An instantiated Logger-object.

log_file_name = 'log.log'

log_levels = {'CRITICAL': 50, 'DEBUG': 10, 'ERROR': 40, 'INFO': 20, 'NOTSET': 0, 'WARNING': 30}

logger_format = '%(asctime)s [%(filename)s:%(lineno)d] %(levelname)s: %(message)s'

algocomponents.utils.config_to_str(config) → str

Convert a ConfigParser-object to a string.

This is used to log the contents of Tasks configs.

Parameters:: config – A ConfigParser object.
Returns:: A string representation of the ConfigParser.

algocomponents.utils.launch_task(task_file_name: str, section: str, adapter_type: str, **task_kwargs)

Find a task by file name and start it with it’s .start()-method.

Parameters:

task_file_name – Name of the python module (file.py) declaring the Task.
section – What part of config to use.
adapter_type – Which adapter to give the Task.
**task_kwargs – Any keyword argument not matched is passed on to the Task.

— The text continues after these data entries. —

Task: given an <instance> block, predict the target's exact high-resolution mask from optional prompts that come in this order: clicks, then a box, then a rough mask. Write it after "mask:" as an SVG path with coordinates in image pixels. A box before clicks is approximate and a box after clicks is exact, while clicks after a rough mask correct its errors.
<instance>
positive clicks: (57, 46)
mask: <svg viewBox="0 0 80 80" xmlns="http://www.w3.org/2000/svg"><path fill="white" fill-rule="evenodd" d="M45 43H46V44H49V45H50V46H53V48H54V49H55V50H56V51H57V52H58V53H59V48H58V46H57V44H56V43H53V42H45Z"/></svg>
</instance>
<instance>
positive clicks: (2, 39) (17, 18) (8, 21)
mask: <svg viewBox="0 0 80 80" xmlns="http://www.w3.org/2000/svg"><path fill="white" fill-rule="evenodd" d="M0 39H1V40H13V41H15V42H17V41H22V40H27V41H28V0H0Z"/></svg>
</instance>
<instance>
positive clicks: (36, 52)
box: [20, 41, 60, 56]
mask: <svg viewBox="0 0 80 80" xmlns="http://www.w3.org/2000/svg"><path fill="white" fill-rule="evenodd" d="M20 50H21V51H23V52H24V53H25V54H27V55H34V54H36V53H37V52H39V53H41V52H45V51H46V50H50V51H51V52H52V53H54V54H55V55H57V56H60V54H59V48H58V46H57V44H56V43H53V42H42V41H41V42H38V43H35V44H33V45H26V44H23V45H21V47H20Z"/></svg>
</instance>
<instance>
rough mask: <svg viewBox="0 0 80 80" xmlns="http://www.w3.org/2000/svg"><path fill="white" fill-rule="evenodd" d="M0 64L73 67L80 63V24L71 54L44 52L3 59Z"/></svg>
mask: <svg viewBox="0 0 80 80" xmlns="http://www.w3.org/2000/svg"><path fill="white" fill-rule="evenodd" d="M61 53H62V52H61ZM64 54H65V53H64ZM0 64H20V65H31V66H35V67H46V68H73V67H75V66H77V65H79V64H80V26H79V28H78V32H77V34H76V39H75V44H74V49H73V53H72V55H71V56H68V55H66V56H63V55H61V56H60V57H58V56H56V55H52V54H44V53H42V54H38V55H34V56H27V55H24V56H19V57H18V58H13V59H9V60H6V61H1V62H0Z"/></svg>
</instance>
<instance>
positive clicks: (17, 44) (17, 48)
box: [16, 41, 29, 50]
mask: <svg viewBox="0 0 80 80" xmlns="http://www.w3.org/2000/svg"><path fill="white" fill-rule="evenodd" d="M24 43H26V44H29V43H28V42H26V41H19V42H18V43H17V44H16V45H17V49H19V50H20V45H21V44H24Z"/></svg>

algocomponents.utils.load_model(model_path: str, metadata: Dict)

algocomponents.utils.merge_configs(merge_this, into_this, overwrite: bool = False)

Merge two ConfigParser-objects.

When ConfigParser reads a second config, it always overwrites. This method is created in order to merge two configs without overwriting.

Parameters:

merge_this – The ConfigParser to put into another ConfigParser.
into_this – The ConfigParser you wish to update.
overwrite – Whether existing values in into_this should be kept or not.

Examples

merge_this = {DEFAULT: {“a”: 1, “b”: 2, “c”: 3}} into_this = {DEFAULT: {“a”: 1, “b”: 99, “d”: 4}} overwrite = False result = {DEFAULT: {“a”: 1, “b”: 99, “c”: 3, “d”: 4}}

merge_this = {DEFAULT: {“a”: 1, “b”: 2, “c”: 3}} into_this = {DEFAULT: {“a”: 1, “b”: 99, “d”: 4}} overwrite = True result = {DEFAULT: {“a”: 1, “b”: 2, “c”: 3, “d”: 4}}

Returns:: The ConfigParser object which is the result of the merge.

algocomponents.utils.pre_process_df(df: DataFrame, model_path: str, metadata: Dict) → DataFrame

algocomponents.utils.predict_with_model(model_path: str, metadata: Dict, df: DataFrame, prediction_column: str = 'score', predict_probabilities: bool = False) → DataFrame

algocomponents.utils.require_connection(func)

Wrapper which ensures that the adapter is connected.

In order to use it, place @require_connection above your function definition. As long as the adapter is connected, the function is run normally. If the adapter is not connected, an exception is raised.